Because if you don’t, that poison spreads. It curls into your spine, and before you know it, you’re no different than the monsters that made you.
SIX
DORIAN
23 years old
It was just past nine when I pulled up in front of Gloomsbury Manor.
Before I got here, I stopped at a thrift shop off the highway. I picked up a worn leather jacket, a black shirt, and jeans. I even found a soft heat lamp and a cheap plastic terrarium for Nagi. I slicked my hair back, but two stubborn strands fell across my forehead no matter what I did. I let them stay. They made me look a little less like myself.

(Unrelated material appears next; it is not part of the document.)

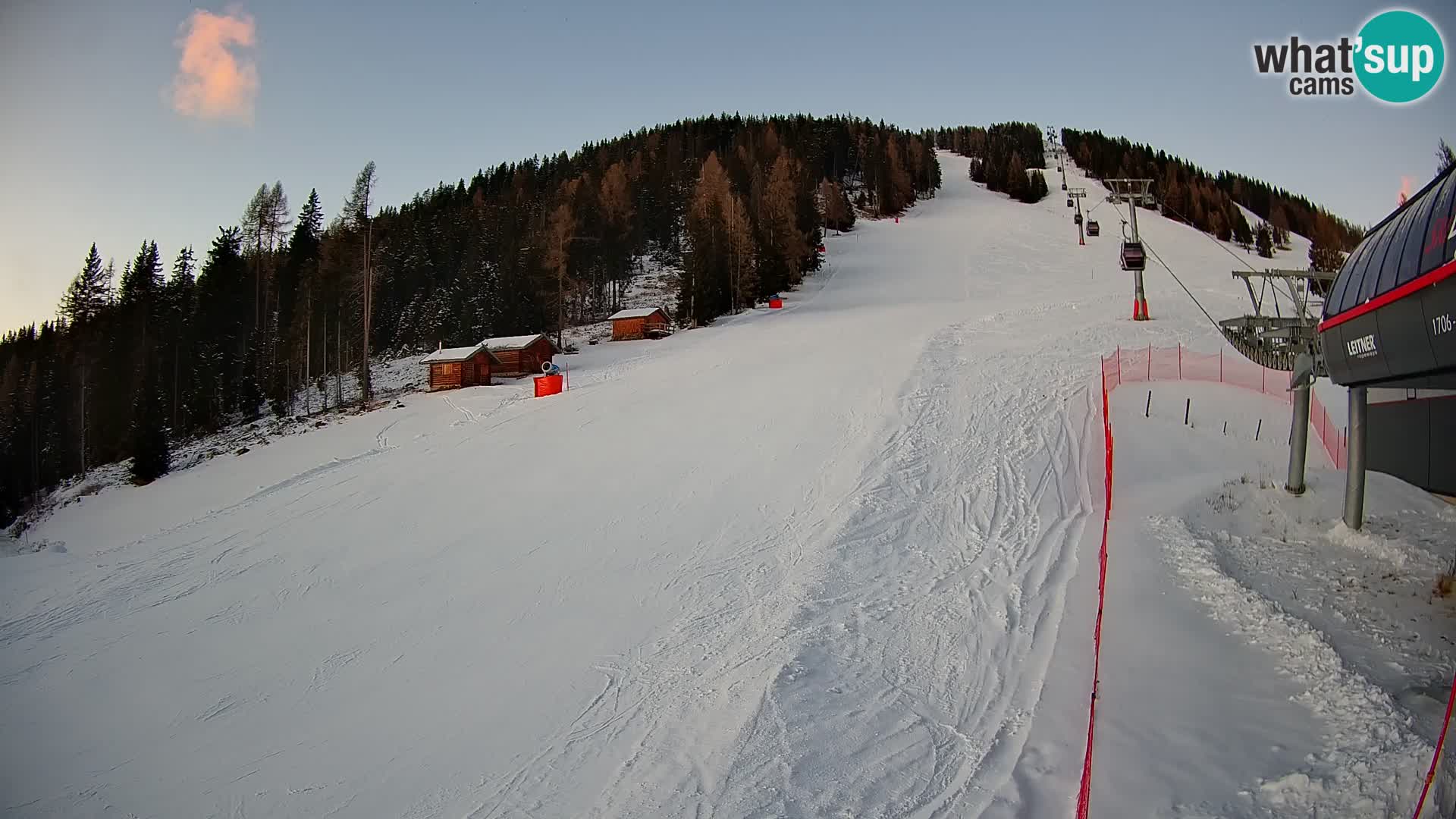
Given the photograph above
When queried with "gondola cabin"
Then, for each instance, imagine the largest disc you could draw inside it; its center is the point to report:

The gate creaked open without me needing to call. It was either the ghosts or the motion sensors that still worked.
The manor stood exactly as I remembered. A house on a hill, staring down at everyone passing by. The old walnut tree was still there, leaning. The swing still swayed gently even withoutwind. The barn sat where it always had, tilting slightly, empty. And beyond it, the gazebo, half-hidden in a wall of untrimmed red roses.
A lot had been buried in that garden. I always wondered why the roses still grew.
The sky cracked open. Thunder lit it above. I pulled up just in time, hopping off the bike as the rain started. I stood at the front door, water sliding down the back of my neck, my hand already hovering near the bell.
I rang once.
Waited.
No answer.
I rang twice more; each time, I could hear the echo from inside the house.
The door felt smaller than I remembered, or maybe I had just grown taller, or maybe everything else had just stayed stuck.
The door finally opened. A girl with ocean-blue eyes stood in the doorway, blinking at me like she had opened the wrong door. Her mouth parted, but no words came out. She looked familiar to me, like a girl from a dream I had forgotten and suddenly remembered all at once.